Rendement vs rentabilité en 2023

Nul doute qu’en 2023 les amoureux de la pierre auront de belles fenêtres de tout à saisir. Mais le marché, resté très dynamique en 2022, a déjà amorcé en 2023 une tendance nécessitant une bonne lecture pour qui veut optimiser son patrimoine immobilier. Rentabilité et rendement sont deux composantes donnant de premières indications.

« Je veux de la rentabilité », « il me faut du rendement ». Des expressions partagées par nombre d’investisseurs mais qui est souvent mal employées. Reprenons les fondamentaux.
En physique, Le rendement est la production évaluée par rapport à une norme. Transposé à l’immobilier, c’est le revenu locatif évalué par rapport au prix de revient. Donc pour viser un rendement intéressant, il faut soit un bon loyer, soit un prix d’achat agressif, ou un peu des deux.

En ce début d’année 2023, la plupart des acteurs majeurs de la gestion locative observent une forte demande des preneurs sur un marché en insuffisance. Le site Bien ici évoque une hausse de 50% de contacts par annonce et une baisse du volume de biens à louer de 30% (nous évoquerons la raison de ce repli un peu plus bas).
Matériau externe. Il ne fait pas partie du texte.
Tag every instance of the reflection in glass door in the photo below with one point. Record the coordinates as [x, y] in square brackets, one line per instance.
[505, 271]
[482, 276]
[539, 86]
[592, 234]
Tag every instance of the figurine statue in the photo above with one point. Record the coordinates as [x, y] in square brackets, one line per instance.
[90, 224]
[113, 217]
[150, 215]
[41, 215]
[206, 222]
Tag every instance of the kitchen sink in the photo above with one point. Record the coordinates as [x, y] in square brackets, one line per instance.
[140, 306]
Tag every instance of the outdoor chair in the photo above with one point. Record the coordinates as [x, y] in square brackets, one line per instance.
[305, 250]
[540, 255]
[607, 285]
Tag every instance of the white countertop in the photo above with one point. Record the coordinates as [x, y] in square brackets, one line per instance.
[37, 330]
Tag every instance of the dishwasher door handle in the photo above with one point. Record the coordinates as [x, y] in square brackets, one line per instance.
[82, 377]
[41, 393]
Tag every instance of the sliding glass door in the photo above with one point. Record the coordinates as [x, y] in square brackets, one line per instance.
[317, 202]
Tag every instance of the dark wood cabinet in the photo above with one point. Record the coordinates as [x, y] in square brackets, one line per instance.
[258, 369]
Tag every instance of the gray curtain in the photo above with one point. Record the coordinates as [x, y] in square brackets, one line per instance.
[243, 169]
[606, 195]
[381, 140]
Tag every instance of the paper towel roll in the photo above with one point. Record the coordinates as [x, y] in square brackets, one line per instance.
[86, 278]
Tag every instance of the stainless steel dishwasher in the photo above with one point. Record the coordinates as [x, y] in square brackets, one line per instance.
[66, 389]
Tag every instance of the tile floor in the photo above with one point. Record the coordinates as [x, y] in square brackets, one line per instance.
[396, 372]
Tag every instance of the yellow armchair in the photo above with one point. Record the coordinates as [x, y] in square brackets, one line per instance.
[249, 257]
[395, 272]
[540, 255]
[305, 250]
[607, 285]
Mécaniquement cela aura tendance à voir les rendements locatifs augmenter. Le même site annonce une hausse des loyers de l’ordre de 7,5%. Au-delà de la demande locative, cette évolution est aussi dictée par des propriétaires ayant vu leurs charges flamber en 2022. Et si les loyers sont généralement indexés, l’indice de révision des loyers a augmenté de 4,24% entre le quatrième trimestre 2021 et le même trimestre de l’année 2022. Prêtez attention aux éventuelles plafonds indiqués dans vos baux !
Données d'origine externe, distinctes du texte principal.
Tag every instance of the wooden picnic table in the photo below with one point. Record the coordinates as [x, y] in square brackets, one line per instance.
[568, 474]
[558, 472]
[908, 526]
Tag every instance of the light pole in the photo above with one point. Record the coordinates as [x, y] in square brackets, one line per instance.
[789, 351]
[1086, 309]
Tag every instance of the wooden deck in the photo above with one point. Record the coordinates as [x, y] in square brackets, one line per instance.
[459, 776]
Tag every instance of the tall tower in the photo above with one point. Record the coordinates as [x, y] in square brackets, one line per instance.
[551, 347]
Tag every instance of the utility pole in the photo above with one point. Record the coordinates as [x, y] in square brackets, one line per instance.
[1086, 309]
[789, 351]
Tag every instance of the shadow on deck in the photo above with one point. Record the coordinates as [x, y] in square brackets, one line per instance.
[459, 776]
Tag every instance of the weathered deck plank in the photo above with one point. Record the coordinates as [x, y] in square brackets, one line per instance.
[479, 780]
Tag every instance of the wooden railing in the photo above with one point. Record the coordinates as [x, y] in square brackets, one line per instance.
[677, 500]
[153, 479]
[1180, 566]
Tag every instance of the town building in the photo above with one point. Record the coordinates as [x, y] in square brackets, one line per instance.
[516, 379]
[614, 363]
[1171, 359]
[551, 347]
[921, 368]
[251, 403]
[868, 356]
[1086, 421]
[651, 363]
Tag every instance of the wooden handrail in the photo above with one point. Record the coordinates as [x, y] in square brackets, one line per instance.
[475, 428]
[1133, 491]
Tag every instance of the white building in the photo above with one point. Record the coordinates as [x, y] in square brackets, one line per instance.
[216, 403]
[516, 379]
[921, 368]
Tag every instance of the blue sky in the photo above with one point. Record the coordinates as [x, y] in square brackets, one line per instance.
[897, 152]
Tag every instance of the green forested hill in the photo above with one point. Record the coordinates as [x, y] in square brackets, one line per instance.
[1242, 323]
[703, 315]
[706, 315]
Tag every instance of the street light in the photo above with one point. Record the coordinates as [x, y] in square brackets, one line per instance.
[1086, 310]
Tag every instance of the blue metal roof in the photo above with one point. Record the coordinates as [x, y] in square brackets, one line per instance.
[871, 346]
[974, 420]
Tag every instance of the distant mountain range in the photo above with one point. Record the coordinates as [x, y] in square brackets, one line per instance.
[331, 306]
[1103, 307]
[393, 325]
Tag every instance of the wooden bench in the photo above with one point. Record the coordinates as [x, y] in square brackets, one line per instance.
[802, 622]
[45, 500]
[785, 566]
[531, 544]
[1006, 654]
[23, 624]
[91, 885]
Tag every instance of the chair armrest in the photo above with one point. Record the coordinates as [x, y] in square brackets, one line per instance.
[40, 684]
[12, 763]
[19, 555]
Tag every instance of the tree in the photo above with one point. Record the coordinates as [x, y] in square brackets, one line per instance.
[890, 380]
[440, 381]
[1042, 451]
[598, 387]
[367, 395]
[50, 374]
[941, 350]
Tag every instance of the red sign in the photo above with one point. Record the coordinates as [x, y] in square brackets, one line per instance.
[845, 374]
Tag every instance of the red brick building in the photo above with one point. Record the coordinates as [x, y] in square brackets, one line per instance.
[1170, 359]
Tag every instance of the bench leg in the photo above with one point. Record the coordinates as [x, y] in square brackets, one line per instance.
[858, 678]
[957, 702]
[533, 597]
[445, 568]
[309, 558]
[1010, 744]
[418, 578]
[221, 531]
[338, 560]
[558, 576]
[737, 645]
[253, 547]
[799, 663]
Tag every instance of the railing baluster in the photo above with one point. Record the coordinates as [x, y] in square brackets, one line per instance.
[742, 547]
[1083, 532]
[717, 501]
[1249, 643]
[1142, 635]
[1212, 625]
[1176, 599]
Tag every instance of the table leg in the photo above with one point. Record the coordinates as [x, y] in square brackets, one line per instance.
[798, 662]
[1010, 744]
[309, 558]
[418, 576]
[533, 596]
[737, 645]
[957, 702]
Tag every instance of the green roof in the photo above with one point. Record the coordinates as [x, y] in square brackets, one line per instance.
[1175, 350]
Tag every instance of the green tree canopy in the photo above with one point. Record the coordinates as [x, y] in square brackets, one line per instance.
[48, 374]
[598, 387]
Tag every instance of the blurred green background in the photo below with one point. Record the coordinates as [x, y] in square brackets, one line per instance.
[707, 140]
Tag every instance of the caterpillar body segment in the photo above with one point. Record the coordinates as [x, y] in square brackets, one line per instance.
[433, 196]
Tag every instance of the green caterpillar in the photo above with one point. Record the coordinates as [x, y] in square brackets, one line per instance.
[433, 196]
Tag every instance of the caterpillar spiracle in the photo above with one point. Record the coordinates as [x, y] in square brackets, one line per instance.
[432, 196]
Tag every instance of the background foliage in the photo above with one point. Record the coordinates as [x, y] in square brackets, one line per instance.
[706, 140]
Pourquoi cette hausse soudaine dans un contexte économique complexe ? L’une des principales raisons réside dans le fait qu’une partie des nouveaux candidats à la location revient du marché de l’accession bredouilles, n’ayant pas été suivis par leurs banques en raison de plusieurs facteurs dont le fameux taux d’usure. La baisse du pouvoir d’achat enfonçant le clou, nombre d’acheteurs ont dû se résigner à rester locataire, repoussant leurs projets. Bien sûr, les passoires thermiques impactent (encore raisonnablement) ce marché, les preneurs étant malgré tout très regardant quant aux qualités d’isolation et de consommation des logements.